Heads Up – Newsletter from Hell!

Heads Up – Newsletter from Hell!

January 17, 2012

The snowball is now rolling… We have worked on three promotional designs so far. You should be working to revise and rework in an effort to get your layouts "approved". We have worked with grids in type only designs, worked with supplied imagery of varying quality, and have had to develop a concept driven layout with a "striking" vector graphic in two colors.

The next assignment is to focus on typesetting and working with a grid layout. The device is a newsletter. Specs are: 1-color, no bleed, 2-sided (duplex printed) on 11 x 17 to fold to 8.5 x 11 inch. Make sure when you set up your InDesign document to use 8.5 x 11 document size with 4 facing pages. This is crucial when setting up margins, grids and gutters for the layout. You will print on 11 x 17 paper in spread mode. Confused…? Ask.

The content is bland, so that you have to confront the fact that you will have absolutely no personal interest or initial inspirational, visionary ideas to rely on. This newsletter is informational and promotional to a degree. The original was very poorly designed and butt-ugly. Hopefully, you will do better than what was originally done simply by utilizing good design structure and typesetting skills to organize the content. This is a type only assignment – no graphics or photography to rely upon.

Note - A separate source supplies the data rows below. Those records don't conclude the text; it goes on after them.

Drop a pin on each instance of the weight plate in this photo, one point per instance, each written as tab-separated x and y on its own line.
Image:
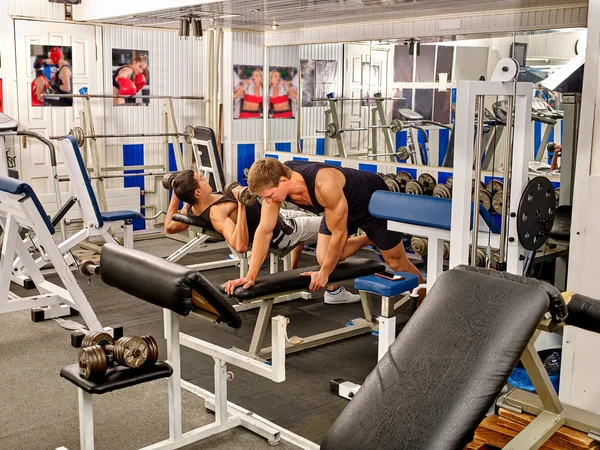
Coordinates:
427	181
494	186
392	184
419	245
332	130
131	351
189	133
396	126
414	187
97	338
497	202
152	350
535	214
442	191
403	153
92	362
485	199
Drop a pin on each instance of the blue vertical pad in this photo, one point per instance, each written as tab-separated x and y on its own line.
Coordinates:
245	161
133	155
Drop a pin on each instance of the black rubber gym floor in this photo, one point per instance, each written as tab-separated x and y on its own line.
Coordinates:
302	403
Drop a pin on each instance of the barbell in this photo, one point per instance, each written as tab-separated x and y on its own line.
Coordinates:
333	130
80	136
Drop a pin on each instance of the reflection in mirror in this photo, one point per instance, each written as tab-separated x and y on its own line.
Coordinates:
394	100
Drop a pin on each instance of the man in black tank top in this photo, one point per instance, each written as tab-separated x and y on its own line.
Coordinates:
342	194
236	222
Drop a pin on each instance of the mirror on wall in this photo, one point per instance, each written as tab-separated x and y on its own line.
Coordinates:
394	100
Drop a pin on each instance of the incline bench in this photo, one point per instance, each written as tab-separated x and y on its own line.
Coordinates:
431	389
428	217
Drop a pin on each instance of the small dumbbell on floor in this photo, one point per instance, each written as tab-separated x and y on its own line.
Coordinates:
99	351
243	195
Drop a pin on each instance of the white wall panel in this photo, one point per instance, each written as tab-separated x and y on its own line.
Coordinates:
176	68
551	17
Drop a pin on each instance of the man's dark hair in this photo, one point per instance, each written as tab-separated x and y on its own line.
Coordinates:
184	186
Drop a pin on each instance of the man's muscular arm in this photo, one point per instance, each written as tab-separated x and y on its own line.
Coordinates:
330	194
260	247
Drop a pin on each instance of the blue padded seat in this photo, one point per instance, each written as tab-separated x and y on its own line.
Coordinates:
17	187
114	216
387	288
432	212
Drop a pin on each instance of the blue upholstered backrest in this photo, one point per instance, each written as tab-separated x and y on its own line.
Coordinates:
17	187
71	153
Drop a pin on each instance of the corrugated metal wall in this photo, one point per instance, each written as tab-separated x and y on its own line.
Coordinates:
176	68
547	18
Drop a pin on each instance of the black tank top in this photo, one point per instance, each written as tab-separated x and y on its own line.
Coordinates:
252	217
359	187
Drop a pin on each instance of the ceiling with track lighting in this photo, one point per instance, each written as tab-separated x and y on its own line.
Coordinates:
267	15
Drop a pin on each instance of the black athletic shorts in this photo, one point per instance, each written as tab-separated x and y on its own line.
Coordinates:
375	229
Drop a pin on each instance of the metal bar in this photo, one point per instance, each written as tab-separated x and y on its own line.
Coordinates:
88	96
478	155
108	136
353	99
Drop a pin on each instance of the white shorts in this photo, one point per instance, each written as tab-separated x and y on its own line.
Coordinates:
305	226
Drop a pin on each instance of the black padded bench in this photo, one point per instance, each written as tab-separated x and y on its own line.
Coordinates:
268	288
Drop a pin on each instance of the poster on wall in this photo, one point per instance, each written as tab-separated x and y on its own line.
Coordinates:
130	76
319	78
247	92
51	73
283	92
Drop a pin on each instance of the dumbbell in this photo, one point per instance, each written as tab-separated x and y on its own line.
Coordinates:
168	180
243	196
99	349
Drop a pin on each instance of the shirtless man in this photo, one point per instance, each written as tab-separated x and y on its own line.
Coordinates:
343	194
238	223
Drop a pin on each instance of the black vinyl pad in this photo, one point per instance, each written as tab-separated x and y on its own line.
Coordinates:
292	281
584	312
117	377
444	371
561	228
161	283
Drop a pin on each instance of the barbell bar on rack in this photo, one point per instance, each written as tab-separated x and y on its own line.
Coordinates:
180	97
333	130
80	136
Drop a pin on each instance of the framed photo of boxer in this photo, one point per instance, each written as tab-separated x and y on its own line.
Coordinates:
51	73
248	91
130	76
283	92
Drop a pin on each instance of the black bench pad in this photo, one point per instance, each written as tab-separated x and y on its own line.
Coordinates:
117	377
292	281
445	370
584	312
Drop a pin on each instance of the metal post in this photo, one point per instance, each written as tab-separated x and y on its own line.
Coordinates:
478	156
95	156
507	162
335	119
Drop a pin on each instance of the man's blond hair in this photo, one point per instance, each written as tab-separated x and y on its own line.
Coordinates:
265	174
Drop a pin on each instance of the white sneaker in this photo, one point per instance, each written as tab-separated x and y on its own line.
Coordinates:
340	295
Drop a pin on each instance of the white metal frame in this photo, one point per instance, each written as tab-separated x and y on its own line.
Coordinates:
466	95
20	211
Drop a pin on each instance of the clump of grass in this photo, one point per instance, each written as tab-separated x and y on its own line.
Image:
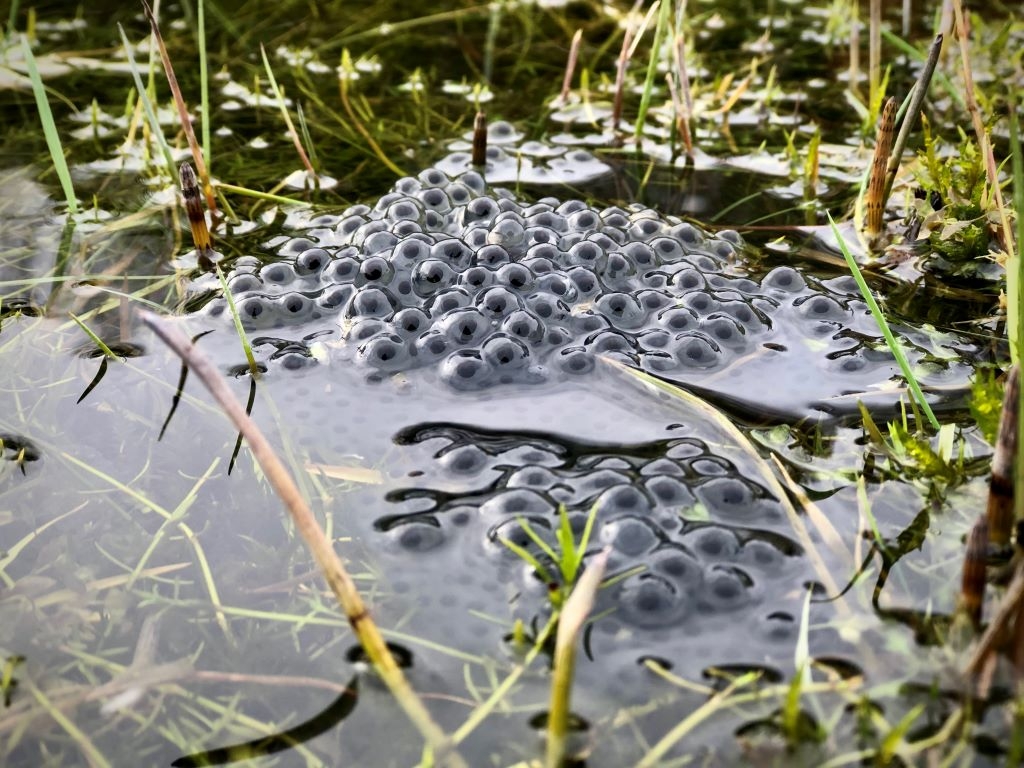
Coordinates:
151	113
280	96
334	570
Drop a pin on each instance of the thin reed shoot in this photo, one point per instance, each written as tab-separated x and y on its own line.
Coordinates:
49	127
891	341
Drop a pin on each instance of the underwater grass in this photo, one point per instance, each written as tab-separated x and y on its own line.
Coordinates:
330	564
49	127
876	310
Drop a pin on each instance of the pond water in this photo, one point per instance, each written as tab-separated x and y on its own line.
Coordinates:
438	347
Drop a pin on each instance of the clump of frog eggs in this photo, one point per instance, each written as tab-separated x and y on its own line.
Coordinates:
449	272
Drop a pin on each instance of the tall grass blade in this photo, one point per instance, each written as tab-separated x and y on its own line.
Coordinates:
182	109
204	84
655	51
49	127
288	118
151	113
237	318
894	346
334	570
578	607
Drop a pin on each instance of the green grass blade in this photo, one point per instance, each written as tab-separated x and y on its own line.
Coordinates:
151	113
655	50
536	538
204	84
250	357
12	17
525	556
49	127
894	346
95	339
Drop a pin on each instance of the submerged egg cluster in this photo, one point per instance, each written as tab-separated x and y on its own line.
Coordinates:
695	537
494	290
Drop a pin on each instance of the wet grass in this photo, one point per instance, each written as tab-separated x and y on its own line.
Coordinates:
358	126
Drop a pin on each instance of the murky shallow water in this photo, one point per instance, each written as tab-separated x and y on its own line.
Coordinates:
108	524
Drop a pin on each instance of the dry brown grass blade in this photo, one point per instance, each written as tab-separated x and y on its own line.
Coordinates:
999	511
327	559
480	139
197	216
179	102
873	51
875	203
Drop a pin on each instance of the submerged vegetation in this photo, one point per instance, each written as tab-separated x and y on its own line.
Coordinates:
745	584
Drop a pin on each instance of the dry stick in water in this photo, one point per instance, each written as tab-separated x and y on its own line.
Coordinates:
910	117
330	564
875	202
972	595
197	217
179	101
480	139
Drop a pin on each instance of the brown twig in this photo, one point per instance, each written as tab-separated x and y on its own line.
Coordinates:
179	101
875	202
330	564
910	117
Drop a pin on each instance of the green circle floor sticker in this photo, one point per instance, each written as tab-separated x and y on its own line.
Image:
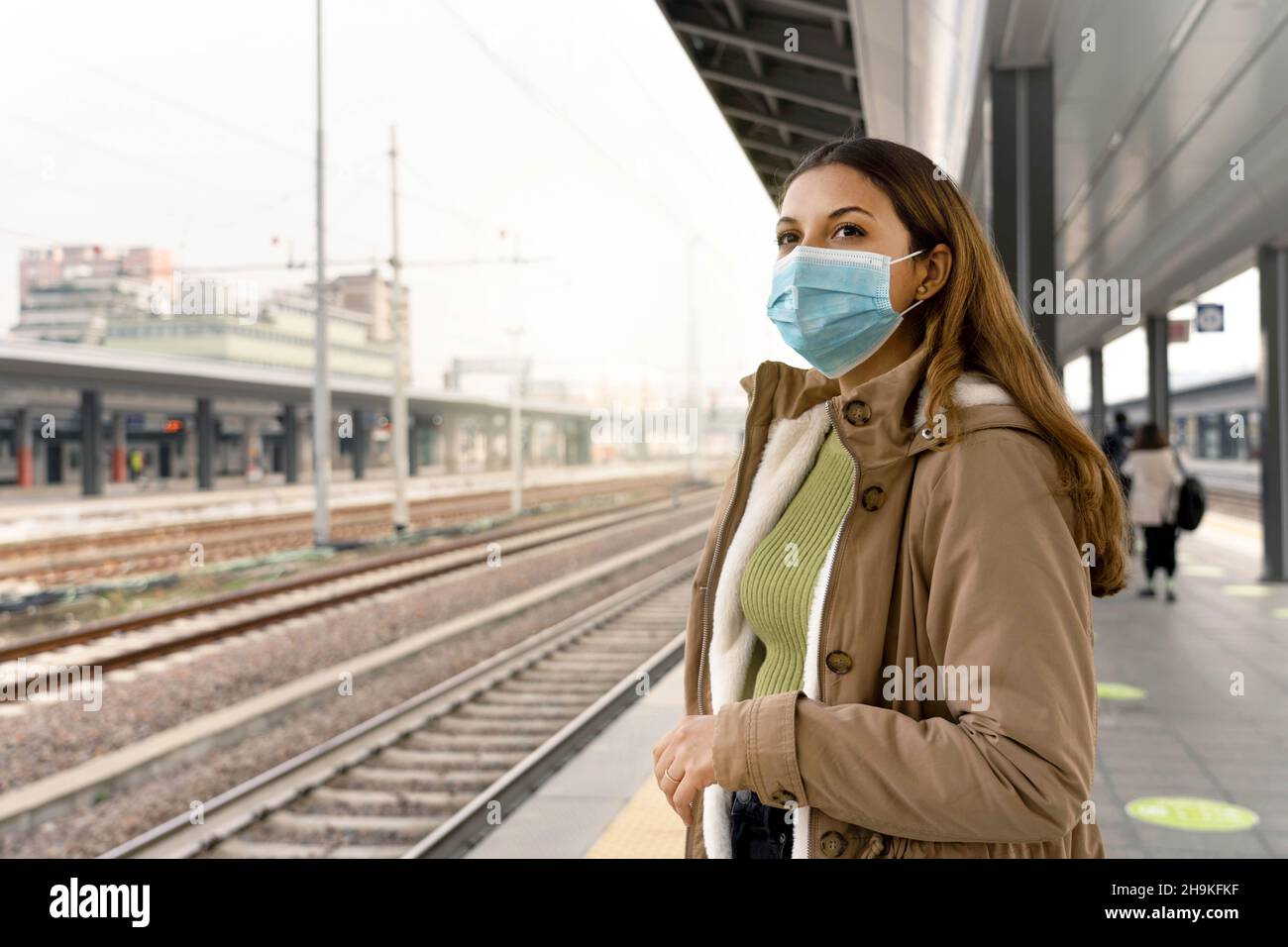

So, let me set this up… slipping into my time machine to a time in Kirksville before there was a four-lane highway. Yes, not that long ago. This device is an informational/promotional newsletter to provide voters in the Kirksville area information concerning the efforts to fund and build the four-lane highway from Macon to Kirksville. Sexy, hum? What I need you to do as my entry-level design staff, is to layout the content you can get from my public/ART321 Viscom II folder (hiway63copy.txt) into an attractive, well-designed newsletter. Simple, right?

There is a lot of content for you to organize and make hierarchial decisions about. It is roughly in the order is was originally used, but feel free to reorder if your design mandates the change. Read the copy and proof carefully for typos… again, I typed it and I only have nine fingers – typos are extremely possible. The typesetting rules of thumb we talked about in class will be helpful or at least totally confuse you.

Budget: 6 hours

Full-size 11 x 17 in, duplexed, laser print proofs due: January 20

So, if you do well on this, we might be able to promote you all to assignments that are more fun. Remember, your job is to design a newsletter, have me as your Art Director look at and approve it with little or no changes. My job as Art Director is to proof and nit-pick all the concept, design, layout and typesetting problems that exist in what you show me. I'm looking for the problems – you are trying not to give me any problems to find. Pay attention to all the little details.